As large language models continue to scale up, distributed training systems have expanded beyond 10k nodes, intensifying the importance of fault tolerance. Checkpoint has emerged as the predominant fault tolerance strategy, with extensive studies dedicated to optimizing its efficiency. However, the advent of the sparse Mixture-of-Experts (MoE) model presents new challenges due to the substantial increase in model size, despite comparable computational demands to dense models. In this work, we propose the Mixture-of-Checkpoint System (MoC-System) to orchestrate the vast array of checkpoint shards produced in distributed training systems. MoC-System features a novel Partial Experts Checkpointing (PEC) mechanism, an algorithm-system co-design that strategically saves a selected subset of experts, effectively reducing the MoE checkpoint size to levels comparable with dense models. Incorporating hybrid parallel strategies, MoC-System involves fully sharded checkpointing strategies to evenly distribute the workload across distributed ranks. Furthermore, MoC-System introduces a two-level checkpointing management method that asynchronously handles in-memory snapshots and persistence processes. We build MoC-System upon the Megatron-DeepSpeed framework, achieving up to a 98.9% reduction in overhead for each checkpointing process compared to the original method, during MoE model training with ZeRO-2 data parallelism and expert parallelism. Additionally, extensive empirical analyses substantiate that our methods enhance efficiency while maintaining comparable model accuracy, even achieving an average accuracy increase of 1.08% on downstream tasks.

Figures (15)

• Figure 1: An illustration of the model states, including model parameters (a) and optimizer states (b), across three ranks in distributed training. The training utilizes the hybrid parallel strategy of ZeRO-2 DP + EP, configured with the parallel degree of DP = 3 and EP = 3. The non-expert parts are depicted in green, while the expert parts are depicted in yellow, with varying shades denoting different experts within the same MoE layer. The combination of white and green in the non-expert modules in (b) illustrates the partitioning of states across ranks through ZeRO-2 DP. "Atten0" and "FFN0" represent Attention and FFN sublayers in the $0th$ transformer layer, while "Atten1" and the MoE layer, including "Expert(1-0, 1-1, 1-2)", are in the $1th$ transformer layer.
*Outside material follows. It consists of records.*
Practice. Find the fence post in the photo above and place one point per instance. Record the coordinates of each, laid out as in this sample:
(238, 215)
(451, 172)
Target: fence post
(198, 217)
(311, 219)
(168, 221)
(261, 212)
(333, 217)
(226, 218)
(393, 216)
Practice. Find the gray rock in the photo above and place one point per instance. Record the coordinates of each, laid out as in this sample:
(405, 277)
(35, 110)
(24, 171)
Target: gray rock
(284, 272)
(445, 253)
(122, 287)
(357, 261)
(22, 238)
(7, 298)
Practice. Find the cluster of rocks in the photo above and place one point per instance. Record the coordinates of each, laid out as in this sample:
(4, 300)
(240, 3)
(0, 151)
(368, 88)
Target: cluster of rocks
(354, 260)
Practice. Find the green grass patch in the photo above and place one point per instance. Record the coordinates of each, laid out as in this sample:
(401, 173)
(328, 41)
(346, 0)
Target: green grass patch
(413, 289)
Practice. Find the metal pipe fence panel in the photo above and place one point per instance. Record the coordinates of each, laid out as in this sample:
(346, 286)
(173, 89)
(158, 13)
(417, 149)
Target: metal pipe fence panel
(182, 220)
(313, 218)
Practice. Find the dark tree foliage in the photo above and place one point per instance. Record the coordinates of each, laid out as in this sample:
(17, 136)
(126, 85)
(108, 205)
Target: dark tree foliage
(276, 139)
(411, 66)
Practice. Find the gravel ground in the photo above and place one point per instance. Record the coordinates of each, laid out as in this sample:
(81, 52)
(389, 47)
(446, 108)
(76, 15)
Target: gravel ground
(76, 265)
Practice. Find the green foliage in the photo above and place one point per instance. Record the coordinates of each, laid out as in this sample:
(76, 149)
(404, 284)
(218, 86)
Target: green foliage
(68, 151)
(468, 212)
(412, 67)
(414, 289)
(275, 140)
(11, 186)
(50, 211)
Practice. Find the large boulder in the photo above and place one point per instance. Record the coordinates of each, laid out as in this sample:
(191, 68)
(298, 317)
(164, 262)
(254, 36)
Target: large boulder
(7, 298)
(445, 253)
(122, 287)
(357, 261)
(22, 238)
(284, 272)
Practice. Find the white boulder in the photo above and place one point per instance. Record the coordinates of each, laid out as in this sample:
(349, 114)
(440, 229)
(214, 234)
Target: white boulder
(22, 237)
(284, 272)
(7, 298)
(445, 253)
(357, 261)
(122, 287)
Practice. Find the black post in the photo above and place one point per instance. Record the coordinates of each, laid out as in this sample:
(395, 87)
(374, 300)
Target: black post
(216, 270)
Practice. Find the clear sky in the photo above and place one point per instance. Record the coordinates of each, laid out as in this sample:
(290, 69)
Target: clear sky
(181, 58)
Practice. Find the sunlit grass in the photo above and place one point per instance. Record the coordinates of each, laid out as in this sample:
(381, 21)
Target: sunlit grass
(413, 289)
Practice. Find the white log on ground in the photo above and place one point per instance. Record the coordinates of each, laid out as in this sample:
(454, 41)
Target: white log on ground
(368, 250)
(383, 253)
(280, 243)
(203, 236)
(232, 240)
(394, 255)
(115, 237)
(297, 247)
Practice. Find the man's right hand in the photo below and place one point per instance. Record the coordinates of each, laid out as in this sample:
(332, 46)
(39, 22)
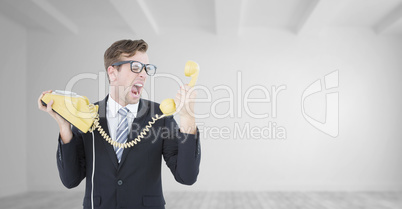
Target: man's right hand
(65, 127)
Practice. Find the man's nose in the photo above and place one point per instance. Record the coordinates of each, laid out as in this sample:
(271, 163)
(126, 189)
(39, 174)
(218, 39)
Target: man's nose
(143, 73)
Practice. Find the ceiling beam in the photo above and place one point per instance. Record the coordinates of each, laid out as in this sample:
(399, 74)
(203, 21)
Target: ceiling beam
(317, 15)
(137, 16)
(228, 17)
(392, 19)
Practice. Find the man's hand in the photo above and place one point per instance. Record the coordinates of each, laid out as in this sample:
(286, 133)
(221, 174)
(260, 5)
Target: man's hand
(185, 103)
(65, 128)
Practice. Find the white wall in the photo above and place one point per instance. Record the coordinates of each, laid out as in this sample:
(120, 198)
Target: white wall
(365, 156)
(13, 108)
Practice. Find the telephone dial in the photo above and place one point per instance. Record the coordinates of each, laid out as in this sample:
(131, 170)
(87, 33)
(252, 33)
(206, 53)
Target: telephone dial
(80, 113)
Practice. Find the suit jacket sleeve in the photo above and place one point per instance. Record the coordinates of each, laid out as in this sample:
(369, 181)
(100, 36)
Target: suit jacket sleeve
(71, 160)
(182, 153)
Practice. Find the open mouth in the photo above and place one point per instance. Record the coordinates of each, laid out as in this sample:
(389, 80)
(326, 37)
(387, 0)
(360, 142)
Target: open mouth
(136, 89)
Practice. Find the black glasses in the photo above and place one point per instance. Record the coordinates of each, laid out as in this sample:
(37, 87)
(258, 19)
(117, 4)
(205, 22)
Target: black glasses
(136, 67)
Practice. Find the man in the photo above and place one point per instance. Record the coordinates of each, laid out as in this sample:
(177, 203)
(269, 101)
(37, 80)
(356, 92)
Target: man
(131, 177)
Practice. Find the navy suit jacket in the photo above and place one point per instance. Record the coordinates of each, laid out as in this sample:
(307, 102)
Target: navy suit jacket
(135, 182)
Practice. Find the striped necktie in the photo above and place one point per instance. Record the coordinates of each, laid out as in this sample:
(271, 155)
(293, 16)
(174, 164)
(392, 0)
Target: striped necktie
(122, 131)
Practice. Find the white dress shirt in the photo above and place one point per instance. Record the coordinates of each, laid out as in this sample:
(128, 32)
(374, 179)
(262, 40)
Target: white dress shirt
(113, 117)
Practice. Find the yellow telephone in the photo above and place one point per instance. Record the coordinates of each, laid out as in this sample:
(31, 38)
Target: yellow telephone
(79, 112)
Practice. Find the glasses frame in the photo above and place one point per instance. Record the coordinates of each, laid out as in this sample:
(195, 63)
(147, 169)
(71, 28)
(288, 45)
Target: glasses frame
(144, 66)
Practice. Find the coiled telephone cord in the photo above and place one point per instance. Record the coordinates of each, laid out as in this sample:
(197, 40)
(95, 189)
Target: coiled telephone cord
(144, 131)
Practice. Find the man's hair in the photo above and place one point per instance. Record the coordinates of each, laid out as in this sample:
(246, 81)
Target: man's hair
(127, 47)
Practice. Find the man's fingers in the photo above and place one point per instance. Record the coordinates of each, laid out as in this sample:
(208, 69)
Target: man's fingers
(49, 107)
(40, 105)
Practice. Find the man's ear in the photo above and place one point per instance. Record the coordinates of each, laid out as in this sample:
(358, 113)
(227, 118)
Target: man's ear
(112, 73)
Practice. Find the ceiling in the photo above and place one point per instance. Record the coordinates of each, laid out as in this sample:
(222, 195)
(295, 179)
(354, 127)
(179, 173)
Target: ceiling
(218, 17)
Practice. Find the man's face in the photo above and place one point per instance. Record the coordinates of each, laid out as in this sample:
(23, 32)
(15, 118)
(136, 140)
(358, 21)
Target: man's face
(127, 86)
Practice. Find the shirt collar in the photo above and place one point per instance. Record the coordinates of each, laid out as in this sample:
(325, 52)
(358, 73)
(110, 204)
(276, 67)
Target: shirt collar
(113, 107)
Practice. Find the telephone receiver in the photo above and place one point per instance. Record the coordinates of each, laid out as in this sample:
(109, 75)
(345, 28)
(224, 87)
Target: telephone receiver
(78, 111)
(167, 106)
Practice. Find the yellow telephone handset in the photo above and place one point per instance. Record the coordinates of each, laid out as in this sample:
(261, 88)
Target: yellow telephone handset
(167, 106)
(79, 112)
(74, 108)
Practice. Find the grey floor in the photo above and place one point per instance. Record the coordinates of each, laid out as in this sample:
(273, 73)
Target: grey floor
(220, 200)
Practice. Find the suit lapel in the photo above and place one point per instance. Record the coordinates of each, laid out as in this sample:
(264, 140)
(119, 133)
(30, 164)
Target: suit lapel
(140, 122)
(104, 125)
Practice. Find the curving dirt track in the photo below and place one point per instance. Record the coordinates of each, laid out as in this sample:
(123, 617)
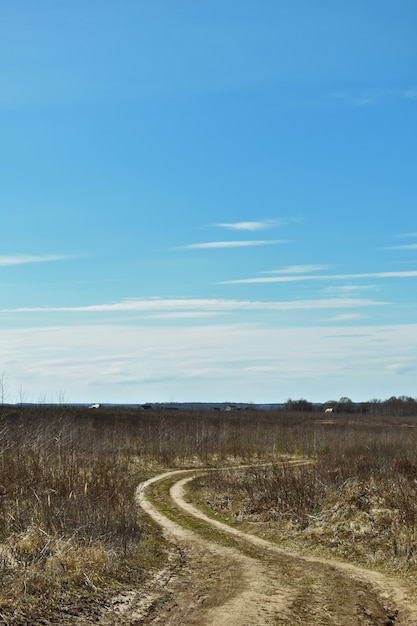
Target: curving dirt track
(218, 585)
(253, 583)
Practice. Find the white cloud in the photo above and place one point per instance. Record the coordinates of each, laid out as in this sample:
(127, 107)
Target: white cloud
(298, 269)
(294, 278)
(349, 289)
(194, 306)
(240, 362)
(409, 246)
(346, 317)
(230, 244)
(21, 259)
(260, 225)
(407, 235)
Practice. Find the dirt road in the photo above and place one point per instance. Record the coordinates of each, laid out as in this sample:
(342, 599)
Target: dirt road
(255, 583)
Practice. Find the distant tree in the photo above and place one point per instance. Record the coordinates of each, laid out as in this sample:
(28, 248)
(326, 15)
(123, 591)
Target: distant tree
(299, 405)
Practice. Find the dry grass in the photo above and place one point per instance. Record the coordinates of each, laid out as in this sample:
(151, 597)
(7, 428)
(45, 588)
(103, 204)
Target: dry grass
(71, 534)
(357, 501)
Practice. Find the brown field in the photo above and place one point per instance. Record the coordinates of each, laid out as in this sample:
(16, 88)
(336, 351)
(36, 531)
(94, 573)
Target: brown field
(71, 535)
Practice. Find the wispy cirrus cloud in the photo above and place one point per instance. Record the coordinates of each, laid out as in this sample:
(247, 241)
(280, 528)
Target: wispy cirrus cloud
(304, 277)
(193, 306)
(298, 269)
(252, 226)
(407, 246)
(230, 244)
(22, 259)
(404, 235)
(346, 317)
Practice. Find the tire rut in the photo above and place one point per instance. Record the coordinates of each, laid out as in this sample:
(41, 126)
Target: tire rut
(219, 585)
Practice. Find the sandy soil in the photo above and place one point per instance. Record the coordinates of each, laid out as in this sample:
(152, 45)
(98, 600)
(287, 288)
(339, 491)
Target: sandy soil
(208, 584)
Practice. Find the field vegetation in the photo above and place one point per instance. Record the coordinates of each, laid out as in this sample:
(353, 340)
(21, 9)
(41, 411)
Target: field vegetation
(71, 535)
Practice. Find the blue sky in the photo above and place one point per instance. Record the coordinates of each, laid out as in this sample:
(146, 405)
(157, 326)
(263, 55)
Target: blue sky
(208, 201)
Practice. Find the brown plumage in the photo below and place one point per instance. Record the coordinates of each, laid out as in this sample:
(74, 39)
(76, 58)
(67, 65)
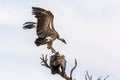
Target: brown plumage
(45, 28)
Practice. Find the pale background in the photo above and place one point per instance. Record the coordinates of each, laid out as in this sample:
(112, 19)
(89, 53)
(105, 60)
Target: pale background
(90, 27)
• Figure 2: An illustration of fault tolerance in model training through checkpoint mechanism. The checkpointing interval $I_{ckpt}$ is set to 10 iterations. A fault arises following the 30th iteration, before the completion of the third checkpoint. Therefore, the most recent completed checkpoint (ckpt2) is loaded to recover the training progress. The composition of a checkpoint is depicted on the left, with the size of each component reflecting its data volume, using the GPT-350M-16E model as an example.
• Figure 3: The top half part illustrates the two-phase checkpointing workflow (GPU-to-CPU snapshot + CPU-to-Storage persist) during a distributed training. The training employs 4-degree DP across two nodes, each equipped with two GPUs. Data-parallel sharding is utilized to minimize the volume of data saved per DP rank. The bottom half part presents a timeline for asynchronous checkpointing, where "F&B" denotes the forward and backward passes of an iteration, "U" denotes a weight update, "S" denotes a checkpoint stall.
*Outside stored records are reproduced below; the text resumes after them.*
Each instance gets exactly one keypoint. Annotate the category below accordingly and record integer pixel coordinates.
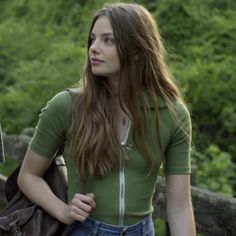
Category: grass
(8, 166)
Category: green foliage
(214, 170)
(43, 48)
(8, 166)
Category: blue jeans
(91, 227)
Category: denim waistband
(101, 228)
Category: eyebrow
(103, 34)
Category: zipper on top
(122, 180)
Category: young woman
(126, 119)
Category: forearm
(181, 220)
(38, 191)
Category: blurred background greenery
(42, 51)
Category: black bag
(21, 217)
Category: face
(103, 53)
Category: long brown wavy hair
(143, 73)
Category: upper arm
(178, 190)
(34, 164)
(177, 153)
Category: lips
(95, 61)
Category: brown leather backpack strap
(82, 184)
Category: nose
(94, 47)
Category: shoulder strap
(2, 156)
(82, 181)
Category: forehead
(102, 25)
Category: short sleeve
(177, 154)
(52, 126)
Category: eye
(109, 40)
(92, 39)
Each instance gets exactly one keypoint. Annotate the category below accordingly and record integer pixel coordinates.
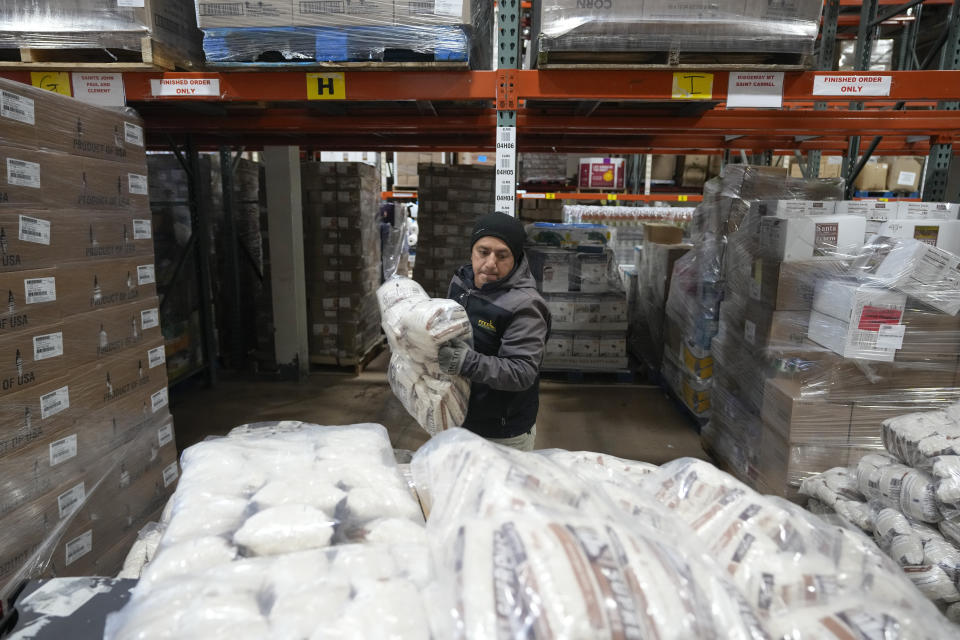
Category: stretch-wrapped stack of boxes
(662, 246)
(342, 257)
(576, 274)
(451, 200)
(86, 439)
(822, 337)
• Figure 4: An illustration of our proposed partial experts checkpointing (PEC) with sequential selection. At the current checkpointing, "Expert(1-0, 3-1, 5-2, 7-0)" are saved, while those not saved are marked in white. Blue arrows indicate the iterative pattern of the sequential selection, which will save "Expert(1-1, 3-2, 5-0, 7-1)" at the next checkpointing.
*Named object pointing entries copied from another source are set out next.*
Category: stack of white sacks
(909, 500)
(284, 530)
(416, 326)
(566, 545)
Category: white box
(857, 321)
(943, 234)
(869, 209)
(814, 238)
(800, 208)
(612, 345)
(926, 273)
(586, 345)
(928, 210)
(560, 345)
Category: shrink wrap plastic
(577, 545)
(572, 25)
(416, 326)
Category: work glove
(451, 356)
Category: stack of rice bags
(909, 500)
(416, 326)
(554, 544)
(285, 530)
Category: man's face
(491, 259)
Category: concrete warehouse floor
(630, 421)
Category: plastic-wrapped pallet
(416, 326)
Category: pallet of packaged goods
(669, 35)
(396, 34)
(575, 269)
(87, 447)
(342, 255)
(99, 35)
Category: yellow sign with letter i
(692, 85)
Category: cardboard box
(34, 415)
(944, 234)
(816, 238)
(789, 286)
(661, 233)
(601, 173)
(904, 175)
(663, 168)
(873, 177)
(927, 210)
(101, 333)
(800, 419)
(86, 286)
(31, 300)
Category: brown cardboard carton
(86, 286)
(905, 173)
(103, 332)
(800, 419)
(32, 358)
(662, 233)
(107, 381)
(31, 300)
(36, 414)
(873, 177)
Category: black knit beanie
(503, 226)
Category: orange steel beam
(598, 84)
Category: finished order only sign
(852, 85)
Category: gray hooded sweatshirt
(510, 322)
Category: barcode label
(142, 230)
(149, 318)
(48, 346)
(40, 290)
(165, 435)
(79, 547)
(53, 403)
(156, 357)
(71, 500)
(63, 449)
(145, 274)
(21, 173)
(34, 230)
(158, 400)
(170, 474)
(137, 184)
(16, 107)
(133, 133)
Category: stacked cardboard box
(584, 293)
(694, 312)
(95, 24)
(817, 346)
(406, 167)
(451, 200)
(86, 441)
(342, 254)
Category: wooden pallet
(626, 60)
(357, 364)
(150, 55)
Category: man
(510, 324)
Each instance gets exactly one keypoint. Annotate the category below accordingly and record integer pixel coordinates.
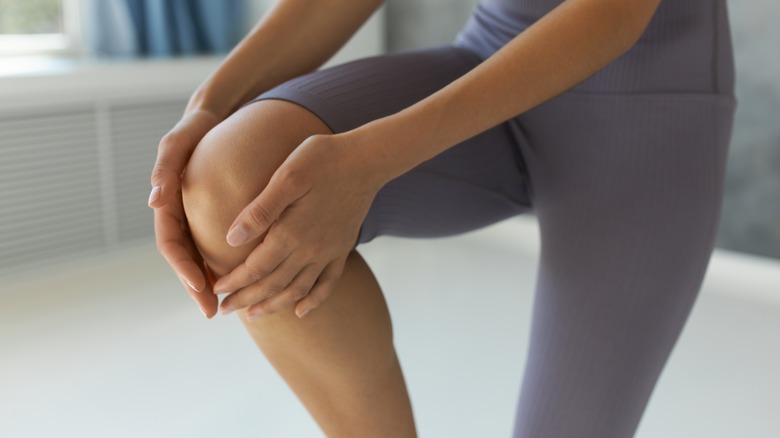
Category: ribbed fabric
(677, 52)
(625, 173)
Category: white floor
(109, 346)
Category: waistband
(685, 48)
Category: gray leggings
(624, 172)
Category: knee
(231, 166)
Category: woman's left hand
(312, 209)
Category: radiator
(77, 145)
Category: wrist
(372, 153)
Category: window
(38, 27)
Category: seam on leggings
(315, 104)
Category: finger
(260, 263)
(266, 288)
(173, 153)
(322, 288)
(170, 238)
(297, 290)
(205, 299)
(257, 217)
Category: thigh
(473, 184)
(627, 190)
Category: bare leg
(340, 360)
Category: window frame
(67, 43)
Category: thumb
(257, 217)
(173, 153)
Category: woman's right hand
(171, 231)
• Figure 5: Correlation analysis between (a) the Proportion of Lost Tokens (PLT) and (b) the final validation loss. In (a), the PLT centers on 3.75% observed in a PEC configuration of $K_{pec}=2$ and $I_{ckpt}=32$, which slightly degrades the model accuracy compared to the non-fault case. The validation losses are presented in (b), where the non-fault case's loss of 4.8851 is taken as the center value to highlight the accuracy deviations under various PEC configurations.